Oman’s frankincense trees are another bastion of the past, having once made the country one of the wealthiest lands in history. The trees were used for incense that was, in large part, bound for the cathedrals of Christendom, and an example of a good once sold at the Nizwa Fort. The famous stronghold has now been converted into a modest museum, but the grounds still play host to the vital weekly market, which includes live animals like cattle and goats. Not dissimilar to the Muttrah Fish Market in Muscat, these enduring gathering points for commerce and community remain quite a spectacle to experience. The salesmen in Muttrah, all uniformly dressed in immaculate dishdashas, range in temperament from carnival barker to neighborhood gossip, devious comic to hard-nosed negotiator, many of them keeping their cash tucked into their kumas, the round, brimless caps worn throughout the country. 

From the Hajar Mountains, I headed south, following in the footsteps of writer and explorer Wilfred Thesiger. I made my way into the endless sea of sand dunes known as the Rub’ al Khali, or Empty Quarter, passing the source of the incense I saw at the markets of the north—the frankincense plantations tended with the same reverence that grapevines receive in Bordeaux.

Here, in the desert, I was expecting to find the crushing isolation Thesiger described in Arabian Sands. Instead, I felt incredibly alive. I spent a night in a traditional Bedouin tent, its black canvas interior piled with Arabian rugs, and woke to a sunrise over the dunes, marveling that the desert ran unbroken to Damascus, some 1,400 miles away—a greater distance than from the southern tip of India to the Himalayas.

Black camels in the Empty Quarter.
Fort Nizwa.
The UNESCO Wold Heritage site Falaj Al Khatmain Birkat al Mouz, an ancient village and irrigation system.
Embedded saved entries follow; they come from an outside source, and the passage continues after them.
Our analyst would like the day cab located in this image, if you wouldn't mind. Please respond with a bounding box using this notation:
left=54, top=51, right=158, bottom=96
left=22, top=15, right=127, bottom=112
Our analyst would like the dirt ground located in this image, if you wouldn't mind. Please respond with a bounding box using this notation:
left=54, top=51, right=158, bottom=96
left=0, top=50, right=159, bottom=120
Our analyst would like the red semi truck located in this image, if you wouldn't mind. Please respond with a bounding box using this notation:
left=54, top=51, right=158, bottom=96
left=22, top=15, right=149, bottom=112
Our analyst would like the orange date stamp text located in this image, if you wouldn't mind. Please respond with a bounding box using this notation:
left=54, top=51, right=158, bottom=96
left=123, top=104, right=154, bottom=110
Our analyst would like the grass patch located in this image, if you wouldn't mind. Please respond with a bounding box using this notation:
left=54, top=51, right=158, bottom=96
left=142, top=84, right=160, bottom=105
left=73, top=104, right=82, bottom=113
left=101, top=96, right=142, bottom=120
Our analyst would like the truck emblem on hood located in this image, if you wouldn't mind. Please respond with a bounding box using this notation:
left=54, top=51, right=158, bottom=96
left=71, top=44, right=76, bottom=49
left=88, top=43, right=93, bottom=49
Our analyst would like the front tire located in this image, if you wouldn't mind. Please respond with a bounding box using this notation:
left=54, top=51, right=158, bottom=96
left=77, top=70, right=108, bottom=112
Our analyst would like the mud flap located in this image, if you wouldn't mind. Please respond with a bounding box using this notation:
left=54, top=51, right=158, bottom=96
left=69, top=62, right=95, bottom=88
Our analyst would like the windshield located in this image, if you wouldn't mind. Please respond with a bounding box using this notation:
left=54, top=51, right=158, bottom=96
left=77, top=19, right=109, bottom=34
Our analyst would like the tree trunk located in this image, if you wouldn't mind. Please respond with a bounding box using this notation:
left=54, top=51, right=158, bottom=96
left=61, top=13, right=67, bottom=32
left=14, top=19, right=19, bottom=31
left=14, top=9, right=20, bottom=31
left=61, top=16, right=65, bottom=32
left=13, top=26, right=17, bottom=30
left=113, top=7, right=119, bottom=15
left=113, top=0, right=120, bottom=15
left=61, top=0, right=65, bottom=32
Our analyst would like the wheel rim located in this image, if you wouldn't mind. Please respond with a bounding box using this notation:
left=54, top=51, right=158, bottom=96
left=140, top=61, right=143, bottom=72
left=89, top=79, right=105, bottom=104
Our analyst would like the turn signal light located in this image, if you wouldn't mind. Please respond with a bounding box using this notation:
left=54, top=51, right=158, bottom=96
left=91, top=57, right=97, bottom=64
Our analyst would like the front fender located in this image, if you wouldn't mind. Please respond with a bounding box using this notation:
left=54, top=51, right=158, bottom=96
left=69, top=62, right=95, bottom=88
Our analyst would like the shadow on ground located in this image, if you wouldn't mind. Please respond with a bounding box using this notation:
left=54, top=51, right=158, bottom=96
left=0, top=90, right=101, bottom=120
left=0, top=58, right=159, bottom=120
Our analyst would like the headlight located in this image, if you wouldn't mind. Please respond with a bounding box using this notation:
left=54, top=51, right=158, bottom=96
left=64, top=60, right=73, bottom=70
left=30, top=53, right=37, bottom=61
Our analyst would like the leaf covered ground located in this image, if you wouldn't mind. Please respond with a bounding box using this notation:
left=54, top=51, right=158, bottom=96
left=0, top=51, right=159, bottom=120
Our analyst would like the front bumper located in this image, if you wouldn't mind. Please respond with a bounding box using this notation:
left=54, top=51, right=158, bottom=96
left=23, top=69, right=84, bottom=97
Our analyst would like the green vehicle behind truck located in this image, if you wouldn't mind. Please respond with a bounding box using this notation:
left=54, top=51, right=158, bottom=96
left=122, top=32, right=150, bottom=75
The following day, returning to the coast, passing through ancient villages and along beaches trafficked only by camels, I reached Dhofar feeling subtly altered—cleansed, even, by what Paul Bowles called “the baptism of solitude” found only in the desert. It was there, confronted again by the crystalline reality of Muscat, that I understood the hyperreality of Oman: the clarity and intactness of its culture in an age of dissolution, its resistance to homogenization, and the specificity of its architecture and visual identity. The country possesses a coherent sense of place, bridged between ancient and new, trade and tradition. That cultural confidence is what ultimately lingers.